Gestalttherapie

Warum Gestalttherapie?

Was macht die Gestalttherapie eigentlich so spannend und wirksam zugleich? Das liegt v.a. an zwei Aspekten:

  1. Zum einen spielt der Kontakt – also alles, was sich zwischen Therapeut und Klient abspielt, eine wichtige Rolle.
  2. Zum anderen beziehen wir uns immer wieder auf das, was hier und jetzt – also in diesem gegenwärtigen Moment – geschieht.

Während unseres Gesprächs stelle ich Ihnen (und mir selbst) immer wieder Fragen wie:

  • Wie fühlt sich der Kontakt zwischen uns gerade an?
  • Was empfinden Sie, während wir über Ihr Thema sprechen?
  • Welche Gefühle und Gedanken tauchen auf?
  • Wie ist die Atmosphäre zwischen uns?


Worum geht es in der Gestalttherapie?

So kann eine intensive persönliche und vertrauensvolle Atmosphäre entstehen, in der wir uns angeregt über Fragen austauschen, die Sie beschäftigen, wie z.B.:

  • Womit sind Sie unzufrieden in Ihrem Leben?
  • Was sind für Sie die konkreten Punkte, an denen es hakt?
  • Wie genau stehen Sie sich dabei selbst im Wege?
  • Wie fühlt sich das für Sie an?
  • Wie möchten Sie sich gerne fühlen?
  • Was möchten Sie konkret verändern?


Was ist das Besondere der Gestalttherapie?

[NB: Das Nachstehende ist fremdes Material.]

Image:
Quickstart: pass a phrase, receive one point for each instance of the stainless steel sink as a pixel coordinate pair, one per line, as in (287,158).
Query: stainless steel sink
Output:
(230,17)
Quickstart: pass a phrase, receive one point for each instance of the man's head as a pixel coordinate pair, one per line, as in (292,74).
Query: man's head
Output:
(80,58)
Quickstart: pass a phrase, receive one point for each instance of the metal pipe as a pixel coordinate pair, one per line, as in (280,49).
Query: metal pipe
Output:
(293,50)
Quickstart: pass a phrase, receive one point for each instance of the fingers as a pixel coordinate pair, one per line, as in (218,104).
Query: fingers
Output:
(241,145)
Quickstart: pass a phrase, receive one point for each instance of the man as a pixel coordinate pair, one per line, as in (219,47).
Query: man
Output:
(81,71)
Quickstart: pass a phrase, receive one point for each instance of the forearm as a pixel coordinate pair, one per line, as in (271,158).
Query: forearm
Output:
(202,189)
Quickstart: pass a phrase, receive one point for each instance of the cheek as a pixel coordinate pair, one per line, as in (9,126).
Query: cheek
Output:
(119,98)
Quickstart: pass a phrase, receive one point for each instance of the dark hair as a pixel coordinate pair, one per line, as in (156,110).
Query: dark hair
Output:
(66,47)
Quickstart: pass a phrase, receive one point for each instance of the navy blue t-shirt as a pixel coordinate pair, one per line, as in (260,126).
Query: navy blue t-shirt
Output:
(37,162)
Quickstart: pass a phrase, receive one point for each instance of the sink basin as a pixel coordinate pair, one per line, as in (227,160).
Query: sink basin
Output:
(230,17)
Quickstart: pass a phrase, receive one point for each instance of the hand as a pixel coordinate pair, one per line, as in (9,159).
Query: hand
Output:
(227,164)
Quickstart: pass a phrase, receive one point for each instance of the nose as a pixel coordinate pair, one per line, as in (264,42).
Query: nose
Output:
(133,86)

Als Gestalttherapeut bin ich mit meiner Aufmerksamkeit nicht nur bei dem, WAS sie mir erzählen, sondern auch bei dem, WIE sie es mir erzählen. Ich achte also während unseres Gesprächs auf Ihre nonverbalen Signale, Ihre Körpersprache, Ihren Tonfall und Ihre Mimik.

Denn mit der Art, WIE Sie etwas sagen, geben Sie dem, WAS sie sagen, eine bestimmte Bedeutung. Ich teile Ihnen im Laufe unseres Gesprächs immer wieder mit, WIE ich Sie erlebe und was das in mir auslöst. Auf diese Weise intensiviert sich unser Kontakt und wir kommen zum Wesentlichen.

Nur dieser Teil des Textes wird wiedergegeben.